GraphQL Subscriptions with Debezium and Kafka

Rate this content
Reacting on data changes and publishing those changes as GraphQL events with subscriptions can be hard, especially in a multi-service environment with multiple databases or when scaling your GraphQL server with multiple instances. GraphQL clients shouldn't miss events or receive them twice, no matter how your backend architecture looks like or what trouble (service goes down, database connection lost, ...) they might have when serving a subscription request.

In this talk, I will show you, how Debezium and Apache Kafka can help you building reliable subscriptions from changes in your database. Debezium is a change data capture (CDC) tool that can forward changes from a database' transaction log in to the Kafka message broker.

In my talk I will use a GraphQL backend implement in Java with "Spring for GraphQL", but as Debezium and Kafka are not tied to java the idea is usable also with other GraphQL frameworks and programming languages. You do not need to have knowledge of Java or Spring for GraphQL" to understand the talk.

7 min
08 Dec, 2022

AI Generated Video Summary

This lightning talk explores the use of GraphQL subscriptions with Kafka and Debezium. By adding a message broker like Apache Kafka and a change data capture tool like Debezium to the deployment, issues with multiple service instances and database writes can be resolved. Debezium picks up changes directly from the database and sends CDC event messages to the connected message broker, ensuring that any change in the database will be published to Kafka and received by the service instance. This technology stack can also be used for queries by building a dedicated read model database for the GraphQL API.
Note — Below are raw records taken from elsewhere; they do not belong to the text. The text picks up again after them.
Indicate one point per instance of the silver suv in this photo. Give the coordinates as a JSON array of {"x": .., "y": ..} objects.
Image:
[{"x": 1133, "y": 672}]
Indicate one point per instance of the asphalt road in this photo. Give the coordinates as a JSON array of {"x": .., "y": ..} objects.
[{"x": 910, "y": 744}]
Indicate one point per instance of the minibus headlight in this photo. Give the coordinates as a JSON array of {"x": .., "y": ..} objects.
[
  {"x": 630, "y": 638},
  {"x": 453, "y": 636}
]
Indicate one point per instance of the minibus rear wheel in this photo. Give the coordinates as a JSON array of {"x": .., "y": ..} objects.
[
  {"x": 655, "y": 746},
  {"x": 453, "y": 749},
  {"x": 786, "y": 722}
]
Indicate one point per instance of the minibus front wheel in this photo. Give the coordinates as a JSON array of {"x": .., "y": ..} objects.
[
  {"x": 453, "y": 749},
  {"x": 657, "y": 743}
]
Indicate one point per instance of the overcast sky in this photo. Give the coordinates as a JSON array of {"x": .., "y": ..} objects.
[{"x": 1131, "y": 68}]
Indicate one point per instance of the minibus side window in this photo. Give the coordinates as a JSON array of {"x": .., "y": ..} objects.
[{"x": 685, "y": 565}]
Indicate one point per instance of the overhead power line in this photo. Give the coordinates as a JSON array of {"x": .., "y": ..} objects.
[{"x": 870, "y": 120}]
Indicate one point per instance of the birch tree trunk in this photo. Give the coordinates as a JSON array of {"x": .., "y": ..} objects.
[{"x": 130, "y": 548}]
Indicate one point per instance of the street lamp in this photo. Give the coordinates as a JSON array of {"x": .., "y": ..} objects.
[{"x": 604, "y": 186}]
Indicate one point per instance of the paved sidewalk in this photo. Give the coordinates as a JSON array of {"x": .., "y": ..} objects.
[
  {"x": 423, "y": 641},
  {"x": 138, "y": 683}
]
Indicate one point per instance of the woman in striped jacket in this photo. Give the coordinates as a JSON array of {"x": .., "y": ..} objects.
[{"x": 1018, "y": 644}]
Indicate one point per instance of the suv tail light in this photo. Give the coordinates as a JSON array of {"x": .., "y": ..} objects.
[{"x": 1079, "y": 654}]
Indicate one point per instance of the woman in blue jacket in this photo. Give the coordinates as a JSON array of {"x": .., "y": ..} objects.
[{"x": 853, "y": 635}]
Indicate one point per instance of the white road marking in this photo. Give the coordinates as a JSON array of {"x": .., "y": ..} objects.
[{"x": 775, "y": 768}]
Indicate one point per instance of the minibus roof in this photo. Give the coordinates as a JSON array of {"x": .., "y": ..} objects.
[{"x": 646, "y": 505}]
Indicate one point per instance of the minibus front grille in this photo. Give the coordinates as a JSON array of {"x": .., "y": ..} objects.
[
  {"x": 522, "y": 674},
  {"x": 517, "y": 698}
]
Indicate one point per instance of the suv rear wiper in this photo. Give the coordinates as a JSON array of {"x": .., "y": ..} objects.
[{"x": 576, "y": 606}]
1. GraphQL Subscriptions with Kafka and Debezium

Short description:

Welcome to my lightning talk about GraphQL subscriptions with Kafka and Debezium. We have three clients and a service that provides a GraphQL API. When client one adds a new customer, the service can send events to clients two and three. However, there can be issues when multiple service instances are involved, or when writing data to a database. To solve these problems, we can add a message broker like Apache Kafka and a change data capture tool like Debezium to our deployment.

Hello and welcome to my lightning talk about GraphQL subscriptions with Kafka and Debezium. My name is Nils and I'm a freelance software developer from Hamburg in Germany.

Let's have a look at this image here. We have three clients and we have a service that provides a GraphQL API. Client number two and client number three send subscriptions to the service to get informed about new customers. When client number one sends a mutation to add a new customer, our service and our GraphQL API can send events to client number two and three informing them about new customers.

In real life, this setup might be a little bit more complex because we might have more than one instance of the same service like in this case. In this case, client number two sends the subscription request to service instance number one, while client number three sends its request to service instance number two. Now when client number one executes the mutation in service instance number one, service instance number one can inform client number two about the new customer. But unfortunately, client number three does not receive an event because service instance number two does not know anything about the new added customer about the executed mutation.

To solve this problem, service instance number one must inform service instance two about things that happen like the mutation. We can solve this problem by adding a message broker like Apache Kafka to our deployment. In this case, client one still sends a mutation to service instance number one. But service instance one instead of sending the subscription directly to client two, sends a message to the message broker. The message contains the information about the new customer and both service instance one and two are listening to this message from the message broker. When they receive the message they can send out the subscription data to both their connected clients two and three. Both clients are happy now.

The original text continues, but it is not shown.